My dad gave me three posters. The smallest one showed blurry shapes. The next one was larger and clearer. The biggest one showed an aerial shot of a housing subdivision by a lake. The lake looked metallic and polluted. The text across the top read: Now do you get it? Shady Acres, California...

My dad was worried about the consequences of decisions he’d made on the project. He compared it to a previous scandal that had involved 20 lobsters. A woman named Jill Herring had complained, but no one had listened to her.

Dream Archive 48: Skeptic

I was trying to find my way home, but they kept adding numbers to the street signs, so I became a college professor. As a police detective it was my job to track down a missing person. My partner said she had a vision of where he was. I told her not to believe in things she didn’t know for sure. Later on we did find him, but I refused to believe it or do any tests to confirm that it was him.

Dream Archive 47: Method Acting

We were trying to toughen up a friend of ours to get him ready for a role as a troubled police detective on a prestige drama. We showed him how to steal every single item in a store. Then we helped him steal a car. Apparently stealing things was the key to being a tough, troubled police detective.

Dream Archive 46: Memse

Walking around outside and reading different magazines to find out where to buy things. Nearby in an industrial part of town there was a business where all they did was film cars crashing into each other for movies. One of the roommates spoke to us in a very high-fantasy type dialogue. She used the word “memse” (pronounced "memsy") to refer to someone in a derogatory way. She looked like a punk rocker but potentially with a fin on her head instead of a mohawk, as though she were some sort of aquatic creature. There was animation of the fin appearing on her head in silhouette, so I don’t know if it was real or something she was imagining or describing.

I looked up where we should go in a zine-style book that was apparently so dangerous and badass that it jumped and lurched in my hands as I tried to read it. Whatever. Overrated. Inside there was a comic strip poem based on “The Night Before Christmas” that was actually a guide to different places around town. It was apparently inspired by a different article someone had written in a different magazine called “Ten Places Where the Bartender is Doing Your Dog.” A guide to bars so rough that the bartender is engaging in bestiality instead of serving you drinks? Please. It was clearly hyped up beyond belief. What kind of laughable person reads a magazine to find depraved bars to hang out in? Sounds like pathetic poser tourism to me.

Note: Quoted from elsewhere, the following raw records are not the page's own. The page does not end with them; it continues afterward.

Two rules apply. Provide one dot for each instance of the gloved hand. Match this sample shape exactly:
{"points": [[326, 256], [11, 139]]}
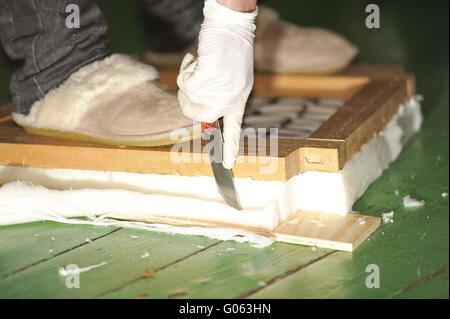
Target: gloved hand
{"points": [[218, 81]]}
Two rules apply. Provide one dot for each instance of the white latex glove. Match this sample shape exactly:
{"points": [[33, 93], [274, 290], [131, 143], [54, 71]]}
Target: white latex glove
{"points": [[218, 81]]}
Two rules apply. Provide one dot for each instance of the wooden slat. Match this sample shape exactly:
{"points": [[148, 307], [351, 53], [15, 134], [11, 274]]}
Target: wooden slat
{"points": [[365, 114], [327, 230]]}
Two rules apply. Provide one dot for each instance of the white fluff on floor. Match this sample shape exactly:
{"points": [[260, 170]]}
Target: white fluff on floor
{"points": [[71, 193]]}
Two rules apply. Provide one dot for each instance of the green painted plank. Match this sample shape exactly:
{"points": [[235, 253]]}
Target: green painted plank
{"points": [[435, 287], [223, 271], [26, 244], [416, 243], [123, 252]]}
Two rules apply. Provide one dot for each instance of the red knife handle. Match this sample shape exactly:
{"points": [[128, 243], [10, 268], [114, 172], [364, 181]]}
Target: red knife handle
{"points": [[208, 125]]}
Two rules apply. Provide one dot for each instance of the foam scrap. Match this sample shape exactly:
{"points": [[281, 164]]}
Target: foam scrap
{"points": [[410, 202], [388, 218]]}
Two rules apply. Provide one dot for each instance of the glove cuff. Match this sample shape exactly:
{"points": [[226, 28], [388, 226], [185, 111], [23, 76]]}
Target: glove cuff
{"points": [[216, 11]]}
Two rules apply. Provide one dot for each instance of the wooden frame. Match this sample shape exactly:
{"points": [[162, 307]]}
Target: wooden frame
{"points": [[372, 94]]}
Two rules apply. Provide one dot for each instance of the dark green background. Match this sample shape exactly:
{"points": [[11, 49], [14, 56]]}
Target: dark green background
{"points": [[413, 34]]}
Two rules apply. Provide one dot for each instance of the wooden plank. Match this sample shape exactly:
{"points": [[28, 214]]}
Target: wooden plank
{"points": [[365, 114], [121, 256], [327, 230], [19, 148], [227, 270], [22, 246], [432, 286]]}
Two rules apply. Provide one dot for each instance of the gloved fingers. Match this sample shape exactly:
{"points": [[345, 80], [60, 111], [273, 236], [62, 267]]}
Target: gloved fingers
{"points": [[231, 138], [186, 69]]}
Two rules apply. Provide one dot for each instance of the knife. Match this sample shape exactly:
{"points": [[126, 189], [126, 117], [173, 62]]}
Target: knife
{"points": [[223, 176]]}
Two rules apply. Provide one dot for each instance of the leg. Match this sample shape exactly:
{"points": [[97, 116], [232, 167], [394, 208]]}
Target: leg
{"points": [[35, 33]]}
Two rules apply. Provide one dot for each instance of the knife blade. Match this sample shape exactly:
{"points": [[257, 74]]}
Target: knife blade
{"points": [[211, 133]]}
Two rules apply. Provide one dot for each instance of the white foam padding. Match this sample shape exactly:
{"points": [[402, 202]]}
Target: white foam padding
{"points": [[70, 193]]}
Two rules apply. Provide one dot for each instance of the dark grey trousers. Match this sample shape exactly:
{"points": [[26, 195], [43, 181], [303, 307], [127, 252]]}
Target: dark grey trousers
{"points": [[36, 35]]}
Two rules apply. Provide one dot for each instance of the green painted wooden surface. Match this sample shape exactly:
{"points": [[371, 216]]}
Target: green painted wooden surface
{"points": [[412, 253]]}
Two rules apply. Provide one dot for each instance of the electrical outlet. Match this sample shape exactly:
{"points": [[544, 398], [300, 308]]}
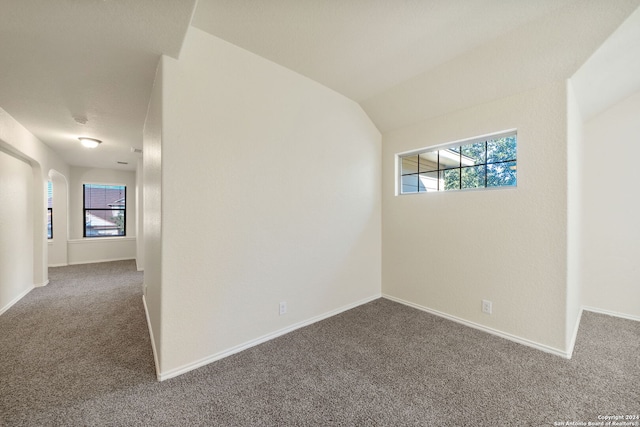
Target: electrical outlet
{"points": [[486, 306]]}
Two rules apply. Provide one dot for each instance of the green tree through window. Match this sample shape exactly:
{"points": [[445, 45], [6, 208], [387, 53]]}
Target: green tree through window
{"points": [[482, 163]]}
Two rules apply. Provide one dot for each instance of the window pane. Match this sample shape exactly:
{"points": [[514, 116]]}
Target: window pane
{"points": [[409, 165], [429, 161], [500, 150], [473, 177], [410, 184], [451, 179], [473, 154], [501, 174], [449, 159], [106, 222], [103, 196], [428, 181]]}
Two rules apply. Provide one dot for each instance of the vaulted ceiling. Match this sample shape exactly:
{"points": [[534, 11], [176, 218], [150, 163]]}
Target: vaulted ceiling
{"points": [[74, 68]]}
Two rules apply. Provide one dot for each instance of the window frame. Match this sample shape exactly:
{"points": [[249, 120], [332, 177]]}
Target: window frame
{"points": [[85, 209], [448, 146]]}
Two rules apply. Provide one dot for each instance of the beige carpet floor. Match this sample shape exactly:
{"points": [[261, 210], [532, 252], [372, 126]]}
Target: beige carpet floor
{"points": [[77, 353]]}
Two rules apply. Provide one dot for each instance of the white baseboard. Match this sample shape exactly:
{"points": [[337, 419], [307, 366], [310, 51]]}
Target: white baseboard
{"points": [[612, 313], [221, 355], [15, 300], [572, 343], [95, 261], [40, 285], [153, 341], [510, 337]]}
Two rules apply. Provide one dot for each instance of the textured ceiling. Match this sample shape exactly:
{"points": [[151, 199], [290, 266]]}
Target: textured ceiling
{"points": [[613, 72], [71, 68]]}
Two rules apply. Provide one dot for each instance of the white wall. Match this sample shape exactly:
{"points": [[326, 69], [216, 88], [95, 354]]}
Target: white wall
{"points": [[82, 250], [152, 205], [16, 229], [447, 251], [140, 215], [574, 214], [20, 143], [270, 192], [57, 253], [611, 232]]}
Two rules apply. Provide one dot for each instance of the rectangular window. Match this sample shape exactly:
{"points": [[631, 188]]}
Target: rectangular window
{"points": [[105, 210], [49, 210], [475, 163]]}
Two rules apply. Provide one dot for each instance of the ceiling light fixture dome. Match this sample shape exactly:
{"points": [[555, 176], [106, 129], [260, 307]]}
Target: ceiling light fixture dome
{"points": [[89, 142]]}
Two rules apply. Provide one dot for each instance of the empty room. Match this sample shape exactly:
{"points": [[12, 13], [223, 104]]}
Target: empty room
{"points": [[359, 212]]}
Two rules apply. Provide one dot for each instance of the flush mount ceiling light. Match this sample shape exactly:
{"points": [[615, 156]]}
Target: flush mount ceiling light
{"points": [[89, 142]]}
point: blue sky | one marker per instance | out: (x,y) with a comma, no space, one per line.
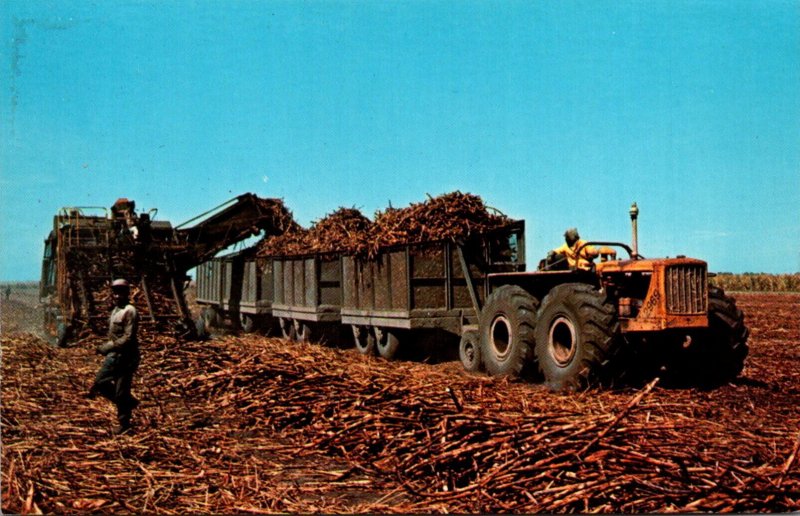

Every “edgy” person in the world is a piece of shit. Every violent person in the world deserves to go to the hospital or the morgue. Ideally I would like to send each and every last one of them there myself. Fuck everyone in this dream. Stupid, sad nobody assholes—too lame to even exist. You act tough, but I’m the one who gets to wake up and continue with my life while you fade away. You were never anything. You’re meaningless, only ever seen by one person and then immediately forgotten. That’s what you’re worth.